And a related question: How would stack traces/similar debugging features look like in it?
And please excuse me if this is a stupid question, but I don't know much about low-level programming. I know most CPUs have instructions related to the stack, but would a properly optimized stackless language really be that much slower?
Short answer: if your problem requires a stack, the one built in to the language/hardware will probably be a good deal faster than one you could write.
Let's think what a "stackless language" would be.
The original Fortran language had no concept of a stack. All you could write was one big MAIN program. Then it was found incredibly useful to be able to write subroutines and call them, so that was added, along with functions that return values. However, as I discovered personally, it you had MAIN call a subroutine A, and that calls B, and then somehow B would find itself calling A again, guess what? The machine would "hang in a return loop", because when A tried to return to MAIN it would instead return to B, which would return to A, and so on. It had no way to remember more than one thing to return to.

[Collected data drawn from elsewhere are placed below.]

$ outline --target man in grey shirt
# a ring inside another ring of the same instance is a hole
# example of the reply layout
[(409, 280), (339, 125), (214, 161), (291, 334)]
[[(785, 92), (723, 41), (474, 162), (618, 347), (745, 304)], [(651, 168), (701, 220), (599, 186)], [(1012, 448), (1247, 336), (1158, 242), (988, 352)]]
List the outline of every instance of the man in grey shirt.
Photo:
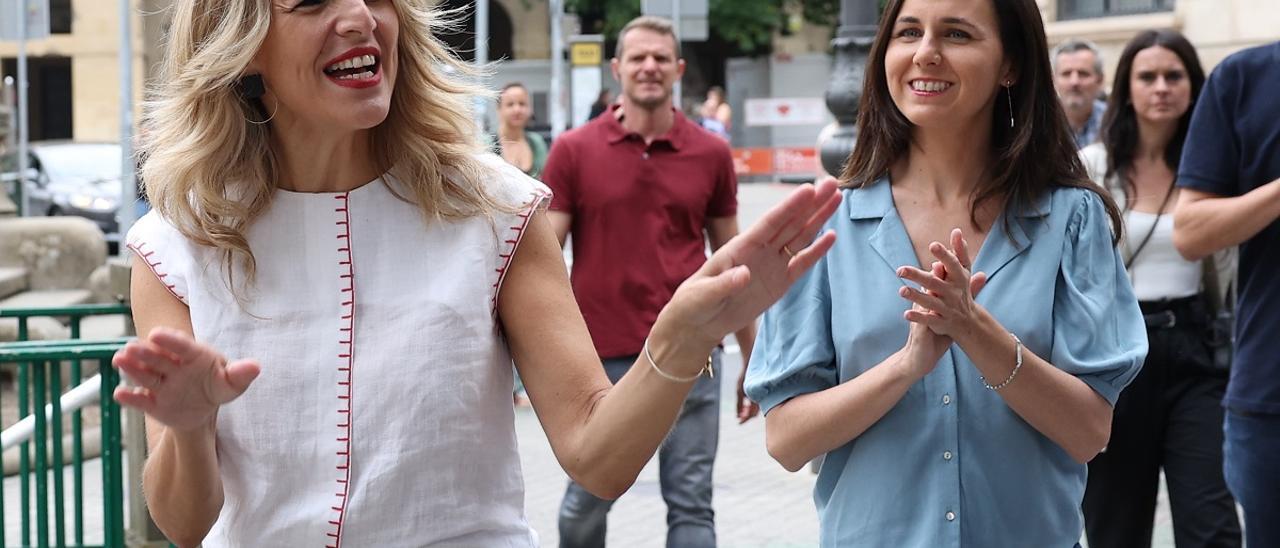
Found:
[(1076, 146), (1098, 140), (1107, 103), (1102, 94), (1102, 54), (1088, 40), (1070, 39), (1053, 48), (1053, 87), (1067, 112)]

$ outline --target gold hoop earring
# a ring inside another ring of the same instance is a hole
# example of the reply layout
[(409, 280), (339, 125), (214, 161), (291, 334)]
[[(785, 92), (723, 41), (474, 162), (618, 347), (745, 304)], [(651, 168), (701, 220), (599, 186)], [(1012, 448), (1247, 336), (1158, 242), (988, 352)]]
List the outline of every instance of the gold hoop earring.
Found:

So for some problems, in that Fortran, you couldn't solve the problem without writing your own stack. That is, you would have an array, and an integer variable keeping track of what to do next by indexing into that array, and you would end up doing things that, later, came to be called "push" and "pop".

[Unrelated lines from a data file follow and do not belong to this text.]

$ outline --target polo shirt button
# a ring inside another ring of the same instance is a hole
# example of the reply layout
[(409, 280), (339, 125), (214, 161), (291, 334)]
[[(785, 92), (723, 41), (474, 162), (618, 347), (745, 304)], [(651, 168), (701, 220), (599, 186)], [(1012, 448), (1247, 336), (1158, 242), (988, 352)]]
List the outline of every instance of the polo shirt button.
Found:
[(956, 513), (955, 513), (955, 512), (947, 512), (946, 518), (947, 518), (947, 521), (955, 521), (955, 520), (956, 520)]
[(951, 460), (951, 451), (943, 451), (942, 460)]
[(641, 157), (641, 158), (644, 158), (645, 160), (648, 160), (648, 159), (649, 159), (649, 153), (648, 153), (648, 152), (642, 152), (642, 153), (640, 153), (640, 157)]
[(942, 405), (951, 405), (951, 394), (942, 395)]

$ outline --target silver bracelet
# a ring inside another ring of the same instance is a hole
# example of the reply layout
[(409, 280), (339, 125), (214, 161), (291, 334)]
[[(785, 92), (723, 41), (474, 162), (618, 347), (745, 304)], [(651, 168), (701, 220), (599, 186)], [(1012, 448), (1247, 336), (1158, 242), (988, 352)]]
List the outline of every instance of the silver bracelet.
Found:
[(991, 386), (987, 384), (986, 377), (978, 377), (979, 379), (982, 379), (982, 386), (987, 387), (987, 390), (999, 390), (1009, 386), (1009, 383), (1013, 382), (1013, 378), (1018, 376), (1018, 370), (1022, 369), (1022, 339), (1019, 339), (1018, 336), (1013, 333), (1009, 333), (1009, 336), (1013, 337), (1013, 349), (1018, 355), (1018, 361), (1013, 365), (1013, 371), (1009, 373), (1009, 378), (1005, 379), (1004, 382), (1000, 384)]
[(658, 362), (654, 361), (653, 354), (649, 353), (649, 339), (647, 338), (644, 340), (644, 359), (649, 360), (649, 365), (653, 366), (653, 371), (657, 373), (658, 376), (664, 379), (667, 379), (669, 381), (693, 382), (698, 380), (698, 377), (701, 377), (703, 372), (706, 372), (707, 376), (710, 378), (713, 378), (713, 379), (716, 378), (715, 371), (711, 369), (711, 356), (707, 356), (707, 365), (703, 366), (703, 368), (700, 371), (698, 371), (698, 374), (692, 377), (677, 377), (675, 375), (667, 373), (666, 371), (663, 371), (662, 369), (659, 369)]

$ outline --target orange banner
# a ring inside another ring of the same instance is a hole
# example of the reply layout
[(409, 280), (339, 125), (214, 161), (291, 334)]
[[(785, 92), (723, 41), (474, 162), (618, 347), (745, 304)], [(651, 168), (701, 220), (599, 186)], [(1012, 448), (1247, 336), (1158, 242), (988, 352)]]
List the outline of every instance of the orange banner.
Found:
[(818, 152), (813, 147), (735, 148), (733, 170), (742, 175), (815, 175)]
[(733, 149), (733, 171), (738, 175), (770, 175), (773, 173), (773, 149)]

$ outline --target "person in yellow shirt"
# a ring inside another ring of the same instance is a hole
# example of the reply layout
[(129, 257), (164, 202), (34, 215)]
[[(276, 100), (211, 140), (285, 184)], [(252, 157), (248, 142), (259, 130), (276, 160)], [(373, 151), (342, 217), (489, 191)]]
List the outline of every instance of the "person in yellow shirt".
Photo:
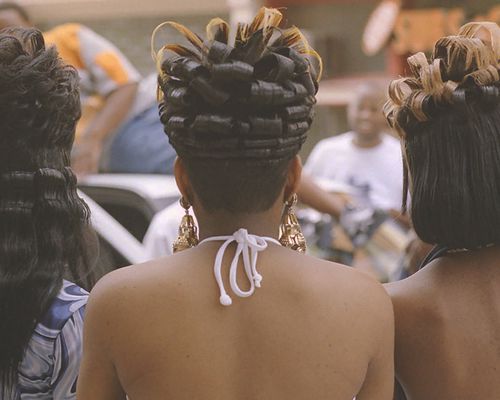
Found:
[[(0, 4), (0, 30), (31, 25), (24, 8)], [(159, 120), (155, 77), (142, 79), (116, 46), (83, 25), (60, 25), (44, 38), (80, 76), (83, 118), (73, 151), (75, 170), (171, 173), (175, 153)]]

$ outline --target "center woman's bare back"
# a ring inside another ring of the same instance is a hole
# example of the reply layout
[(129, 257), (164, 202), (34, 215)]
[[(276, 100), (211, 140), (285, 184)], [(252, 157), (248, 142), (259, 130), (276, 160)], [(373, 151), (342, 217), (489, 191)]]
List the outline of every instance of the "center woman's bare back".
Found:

This was found to be so useful, it was built in to later languages. There are various ways to do it. Before machines started having a built-in stack, languages like PL/1 would effectively create a stack in the form of a linked list of activation records being constantly allocated and deleted. (Not very efficient, but it worked.)
So if your language has no stack, and you try to solve certain problems, you will have to chisel your own stack out of the living language, because the problem simply requires it. An example of such a problem is depth-first tree walking.
So if you can do that, is the language "stackless" or not?